Wednesday, 6 May 2015

Intelligence conferences test intelligence

You will probably be aware that getting myself to a conference tests my intelligence to the limit. Calculating how to coordinate the flights with the hire car and the hotel booking creates great consternation. The reverse process is just as challenging, particularly estimating when I will be handing in the car (usually best done before the departing flight takes off). The complexities of passports, currencies, tickets all conspire to confuse me, more so when different time zones come into play.

In contrast, staying in one’s home city and organising a conference should be easy. Language, currency and time zone are all set to one’s advantage. However, new tasks arise as an organiser, such as coordinating later arrivals with speaker’s timetables, organising the program so it looks as if it has a structure, and finding suitable eating and drinking venues for hard working, hard thinking colleagues, without bankrupting less well paid young researchers.

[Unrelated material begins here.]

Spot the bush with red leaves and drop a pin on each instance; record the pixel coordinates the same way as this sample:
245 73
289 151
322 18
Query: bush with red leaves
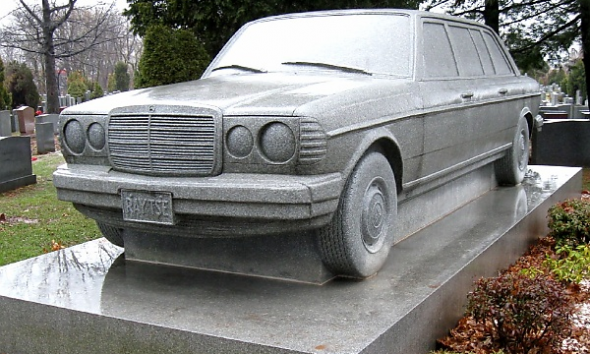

Hence, I have not be able to multi-task and attend to the blog whilst also making conference arrangements, so I will be quiet until the event starts, and then I will send you a few comments on each paper, together with the abstracts. Mind you, I am likely to get distracted by the papers themselves, and multi-tasking by blogging could be too much for me, so perhaps my silence will be even more prolonged. 

Finally, given that the United Kingdom is having a general election tomorrow, I thought that I would use the opportunity to link that event to some aspect of intelligence. That has proved hard.


  1. perhaps the difficulty is slightly compounded by - & i'm just guessing here, + using an old test manual - "fluid" ability as measured by (rule dependent!) matrices tasks is less whippy in our mid to late 50s - in fact, the average person in their mid to late 50s on matrix patterns performs the same as an average 9 & a half year old (& the latter can look forward to future years of steady increase, while those of us in our late 50s, well... have fun at the conference!) - heck, these norms might be bad, + these data are not even longitudinal - so forget 'em! plus, as far as matching block designs goes, average late 50s-ers score like an average 13-year old - so, there's that:) have fun there, like a 13-year old would!

  2. Thanks for your encouraging comments. I think longitudinal designs are best, as you say, and the Deary data is more encouraging as regards ageing. Still, all I have to do now is work out how to link my laptop to the projector system. And the microphones. I will tackle these problems like a 13 year old.